I, along with a healthy chunk of the Practical Caravan team and over 800 of you lovely readers, spent the early May bank holiday at Stowford Farm Meadows in Devon on our much-loved Reader Rally.

The weather wasn’t great, to be honest (despite the sunshine in the above photo!), but I think everyone had a good time, whether it was tucking into the Saturday barbecue or Sunday cream teas, or witnessing Group Director, Tim Bulley’s frankly awe-inspiring performance on the microphone during the bingo and raffle. I know I did. As our Group Editor Alastair Clements blogged recently, it really is the best of caravanning.

And yet, for all the fun and jollity, there was a bit of a dark cloud on the horizon – for me, at any rate. Actually, there were loads of dark clouds on the horizon, most of which brought torrential rain, but you get my meaning. This was because my wife and son had to pull out of attending at the eleventh hour. So while I enjoyed giving our new Suzuki S-Cross DDiS ALLGRIP long-term test car its first run with a caravan hitched on the back (namely our comfortable Swift Lifestyle 4), I was missing the company of my family.

As you’d expect, flying solo (as I like to call it) in a caravan is par for the course in my line of work. I’ve done it loads of times over the years, often in the depths of winter, in the dark and the cold in the middle of nowhere, when mine is the only unit on a given site. And it didn’t bother me in the slightest, because it was work.

But at such a family-friendly event, like the Reader Rally, it was rather different. Granted, it was still very much a working weekend (I’m not sure I want to see a Styrofoam cup of tea again for quite some time, that’s for sure), but the difference on this occasion was that just about everyone else on the rally was there with family and/or friends. Whereas my loved ones were stuck back at home, over 300 miles away.

It got me thinking and helped me gain a fresh insight into the lifestyle of a particular type of caravanner. Because while my enforced solitude was a one-off (you can bet your bottom dollar that Mrs Le C and Le C Junior will be with me on next year’s Practical Caravan Reader Rally), it’s very much the norm for a lot of caravanners out there.

Of course, some people prefer to spend their caravan holidays on their own. But what about those who don’t? This is where the wonderful community spirit of caravanning kicks in, especially at an event like the Reader Rally.

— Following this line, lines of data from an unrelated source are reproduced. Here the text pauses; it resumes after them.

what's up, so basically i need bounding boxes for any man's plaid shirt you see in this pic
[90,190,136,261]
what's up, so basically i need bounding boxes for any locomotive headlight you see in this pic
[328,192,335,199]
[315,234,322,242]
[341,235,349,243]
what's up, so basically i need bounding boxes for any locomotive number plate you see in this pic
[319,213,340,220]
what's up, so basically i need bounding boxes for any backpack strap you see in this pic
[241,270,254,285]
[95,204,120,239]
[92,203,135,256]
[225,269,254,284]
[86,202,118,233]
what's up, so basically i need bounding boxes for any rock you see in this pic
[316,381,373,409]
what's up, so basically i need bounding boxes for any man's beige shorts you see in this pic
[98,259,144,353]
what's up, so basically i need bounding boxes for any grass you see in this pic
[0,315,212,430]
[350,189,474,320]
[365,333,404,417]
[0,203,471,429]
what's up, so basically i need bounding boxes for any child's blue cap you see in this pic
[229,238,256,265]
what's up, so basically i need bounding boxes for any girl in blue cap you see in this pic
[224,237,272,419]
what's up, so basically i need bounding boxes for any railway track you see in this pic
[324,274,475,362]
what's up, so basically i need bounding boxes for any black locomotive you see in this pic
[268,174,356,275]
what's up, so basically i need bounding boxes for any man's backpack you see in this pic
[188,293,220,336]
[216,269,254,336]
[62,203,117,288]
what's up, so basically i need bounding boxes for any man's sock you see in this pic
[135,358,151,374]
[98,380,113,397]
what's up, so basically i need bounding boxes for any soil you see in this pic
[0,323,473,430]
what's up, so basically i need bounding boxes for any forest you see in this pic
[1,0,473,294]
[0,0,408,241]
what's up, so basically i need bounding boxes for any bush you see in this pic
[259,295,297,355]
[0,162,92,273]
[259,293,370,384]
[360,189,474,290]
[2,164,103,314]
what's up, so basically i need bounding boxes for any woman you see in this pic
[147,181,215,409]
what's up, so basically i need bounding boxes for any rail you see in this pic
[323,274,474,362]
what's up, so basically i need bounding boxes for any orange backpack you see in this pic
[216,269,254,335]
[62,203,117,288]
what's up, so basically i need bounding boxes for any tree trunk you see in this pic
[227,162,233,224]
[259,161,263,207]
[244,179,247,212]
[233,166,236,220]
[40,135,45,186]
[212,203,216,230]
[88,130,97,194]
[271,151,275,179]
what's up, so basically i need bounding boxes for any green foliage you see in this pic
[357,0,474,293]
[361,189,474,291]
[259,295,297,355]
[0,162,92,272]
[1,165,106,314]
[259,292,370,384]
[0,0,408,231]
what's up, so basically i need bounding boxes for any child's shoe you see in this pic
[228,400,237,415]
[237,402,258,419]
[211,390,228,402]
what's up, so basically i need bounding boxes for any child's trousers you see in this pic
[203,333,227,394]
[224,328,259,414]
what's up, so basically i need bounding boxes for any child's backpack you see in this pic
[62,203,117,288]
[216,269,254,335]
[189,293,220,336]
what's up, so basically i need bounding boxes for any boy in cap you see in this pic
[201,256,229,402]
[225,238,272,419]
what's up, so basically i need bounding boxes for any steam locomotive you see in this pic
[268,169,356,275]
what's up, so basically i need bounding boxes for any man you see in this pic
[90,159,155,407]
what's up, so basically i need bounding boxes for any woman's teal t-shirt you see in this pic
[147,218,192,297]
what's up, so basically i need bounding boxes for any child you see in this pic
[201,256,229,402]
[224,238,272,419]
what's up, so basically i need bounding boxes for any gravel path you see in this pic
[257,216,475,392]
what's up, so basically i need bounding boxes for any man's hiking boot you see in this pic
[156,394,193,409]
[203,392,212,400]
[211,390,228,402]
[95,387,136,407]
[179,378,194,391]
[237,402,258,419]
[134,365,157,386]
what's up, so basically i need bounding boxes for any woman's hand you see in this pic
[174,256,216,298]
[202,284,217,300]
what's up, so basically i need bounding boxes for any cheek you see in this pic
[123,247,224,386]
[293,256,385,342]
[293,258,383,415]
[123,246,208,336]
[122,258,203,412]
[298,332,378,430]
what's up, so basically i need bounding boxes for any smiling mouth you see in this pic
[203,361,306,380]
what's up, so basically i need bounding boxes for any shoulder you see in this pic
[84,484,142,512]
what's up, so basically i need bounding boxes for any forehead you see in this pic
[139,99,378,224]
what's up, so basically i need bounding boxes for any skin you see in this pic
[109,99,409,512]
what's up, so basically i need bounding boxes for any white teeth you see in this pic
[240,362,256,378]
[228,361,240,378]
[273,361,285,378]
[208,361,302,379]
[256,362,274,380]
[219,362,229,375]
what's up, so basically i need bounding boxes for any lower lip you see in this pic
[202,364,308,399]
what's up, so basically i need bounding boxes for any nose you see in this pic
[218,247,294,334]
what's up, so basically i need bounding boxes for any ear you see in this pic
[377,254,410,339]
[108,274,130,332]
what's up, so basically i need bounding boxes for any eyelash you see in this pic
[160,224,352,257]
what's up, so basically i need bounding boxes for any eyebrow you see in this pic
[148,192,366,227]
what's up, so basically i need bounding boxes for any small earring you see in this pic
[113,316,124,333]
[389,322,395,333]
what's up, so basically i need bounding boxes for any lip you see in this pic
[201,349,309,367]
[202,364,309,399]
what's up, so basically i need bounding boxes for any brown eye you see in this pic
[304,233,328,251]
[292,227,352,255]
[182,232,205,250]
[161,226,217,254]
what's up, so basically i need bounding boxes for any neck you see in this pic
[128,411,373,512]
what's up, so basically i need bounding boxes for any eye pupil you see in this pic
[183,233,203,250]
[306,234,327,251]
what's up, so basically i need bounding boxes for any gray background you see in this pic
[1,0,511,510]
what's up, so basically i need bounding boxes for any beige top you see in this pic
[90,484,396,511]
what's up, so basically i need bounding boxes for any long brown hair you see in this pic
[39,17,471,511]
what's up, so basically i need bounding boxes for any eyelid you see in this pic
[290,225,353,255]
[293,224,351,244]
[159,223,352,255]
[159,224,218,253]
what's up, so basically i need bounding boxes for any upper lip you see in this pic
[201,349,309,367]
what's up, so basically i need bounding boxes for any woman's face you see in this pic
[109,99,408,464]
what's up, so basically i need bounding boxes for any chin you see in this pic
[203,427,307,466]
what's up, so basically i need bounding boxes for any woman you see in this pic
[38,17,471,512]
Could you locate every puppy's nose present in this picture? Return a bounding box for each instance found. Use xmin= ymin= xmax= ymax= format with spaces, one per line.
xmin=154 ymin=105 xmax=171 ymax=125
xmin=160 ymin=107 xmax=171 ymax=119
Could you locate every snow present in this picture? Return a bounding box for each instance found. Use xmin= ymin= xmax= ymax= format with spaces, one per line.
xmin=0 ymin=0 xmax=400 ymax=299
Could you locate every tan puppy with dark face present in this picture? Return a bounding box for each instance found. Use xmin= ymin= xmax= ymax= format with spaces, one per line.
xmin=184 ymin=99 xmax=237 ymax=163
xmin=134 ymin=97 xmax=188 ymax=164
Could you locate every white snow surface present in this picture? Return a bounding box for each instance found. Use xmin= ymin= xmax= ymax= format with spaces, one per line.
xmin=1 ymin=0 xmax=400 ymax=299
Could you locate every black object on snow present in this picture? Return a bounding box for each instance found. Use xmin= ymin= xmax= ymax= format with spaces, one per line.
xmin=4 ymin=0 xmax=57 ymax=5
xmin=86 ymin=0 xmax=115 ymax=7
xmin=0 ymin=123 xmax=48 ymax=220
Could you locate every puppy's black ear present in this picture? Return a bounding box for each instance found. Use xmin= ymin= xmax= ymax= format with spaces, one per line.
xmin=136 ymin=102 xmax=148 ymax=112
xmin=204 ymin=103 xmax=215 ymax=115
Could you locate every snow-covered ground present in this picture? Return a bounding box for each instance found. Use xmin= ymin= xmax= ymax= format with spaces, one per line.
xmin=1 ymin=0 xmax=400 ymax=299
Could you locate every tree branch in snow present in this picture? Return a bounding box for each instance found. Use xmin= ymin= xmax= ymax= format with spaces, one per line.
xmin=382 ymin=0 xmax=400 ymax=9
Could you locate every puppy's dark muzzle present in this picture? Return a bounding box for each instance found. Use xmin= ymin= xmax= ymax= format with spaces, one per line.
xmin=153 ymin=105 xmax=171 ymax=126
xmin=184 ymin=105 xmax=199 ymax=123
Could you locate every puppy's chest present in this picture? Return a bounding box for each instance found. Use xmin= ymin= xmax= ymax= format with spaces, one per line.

If you happen to spot someone on their own on your future travels, might I suggest a gentle, no-strings-attached offer of coming around to yours for a couple of beers (for example) one night, or maybe stopping by for a burger at your next barbecue? And if they politely decline – hey, no sweat. But there might just come a time when someone listens to your offer, and then practically snaps your hand off.